Kingston City Council councillors have voted against a second application by Alex Fraser Group to extend the life of its recycling operations at Clarinda.
On Wednesday evening, councillors denied the application to extend the life of the facility by 15 years, which means the Clarinda Recycling Facility would need to move by 2023.
The council’s initial decision to deny the application was made on November 25, with no changes in sight after the majority of councillors voted against the extension on December 11.
The Clarinda Recycling Facility has the capacity to recycle up to one million tonnes every year. In 2020, it will increase its recycling by 200 million bottles per year, including glass from Kingston kerbside collections.
The latest blow has Alex Fraser Group managing director Peter Murphy continually concerned that the council is not recognising the implications this decision will have on the greater community.
“Kingston City Council’s decision is at odds with Victoria’s Recycling Industry Strategic Plan, which aims to stabilise the recycling industry and provide access to markets.
“If [the] Clarinda Recycling Facility is shut down, it will have consequences on Victoria’s recycling, and the supply of material to the state’s infrastructure projects, increasing costs to taxpayers,” Murphy said.
However, Kingston City Council deputy mayor Steve Staikos, who moved the motion to refuse the extension, explained that steps taken by the council in 2015 to designate the area as a Green Wedge “A zone” needed to be honoured.
The purpose of the Green Wedge A zone is to provide for use of the land to preserve, conserve and enhance biodiversity, natural resources, scenic landscapes and the heritage values of the area, Staikos said.
He said the area needs to be transitions into a place that the residents in Clarinda, Clayton South, Oakleigh South and Heatherton were promised.

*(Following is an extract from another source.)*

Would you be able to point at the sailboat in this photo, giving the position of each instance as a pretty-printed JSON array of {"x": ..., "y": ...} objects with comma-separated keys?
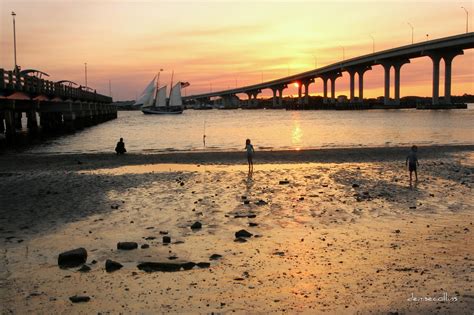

Staikos explained that he supported the refusal of the extension as while the site won’t form the core park land, it will be adjacent to the core park land proposed for the area.
Councillor Rosemary West, who seconded the motion, explained that Alex Fraser has had long enough to find a new site.
“Right from the start in 2008, Alex Fraser knew they had to quit the site in 15 years. To now claim they need more time is preposterous. Allowing the extension would set an appalling precedent.
“I want to see our green wedge protected for future generations,” West said.
Councillors who voted in favour of refusing the extension included Staikos, West, councillor David Eden, councillor Tamara Barth and mayor Georgina Oxley.
Those against the motion included councillor Ron Brownlees, councillor Tamsin Bearsley
and councillor Geoff Gledhill. Councillor George Hua abstained from voting.
Brownlees argued that the proposed park land in the area would go ahead irrespective of the Clarinda Recycling Facility’s location. “It’s not dependant on this land,” he said.
“It is operating an important resource recovery facility. Some people might say it’s a concrete crusher – it’s a bit more than just a concrete crusher. It provides a lot for the economy in terms of jobs and for the resources needed in the development of our surrounding community,” Brownlees said.
Bearsley said that it was a difficult decision for the council to make.
“Twenty-two hectares close to Melbourne is actually really difficult to find. There have been government organisations working with Alex Fraser to find something, but that is a very hard amount of land to find where it’s not going to inconvenience another set of residents. It’s expect that it will take them some time to find that,” Bearsley said.
To give the local community certainty about the fixed term of its application for an extension, Alex Fraser put forward a Community Benefits Package – giving the Kingston community ownership of its 22 hectares of land once the facility has moved, along with $7.5 million to put towards sports and recreation facilities.
Murphy said that the Kingston City Council’s decision not to consider this offer has denied its residents a significant expansion to the ‘Chain of Parks’.
“We are considering all of our options and will do whatever we can to see this decision overturned.
“This is clearly an issue of state significance, so we are calling on state government to intervene,” Murphy told Inside Waste.
“While we’ve been working to resolve this at a local level, the state government is acutely aware of the significant impact closure would have on the state’s environment and economy.”
Murphy said that the Alex Fraser Group understands and is committed to moving the Clarinda recycling facility, but more time is needed to do so.
“We have been looking for alternative sites for many years now, and we continue to do so.”
Murphy explained that the request to extend the life of the facility in its current location by 15 years was made as there are no alternative sites available by 2023.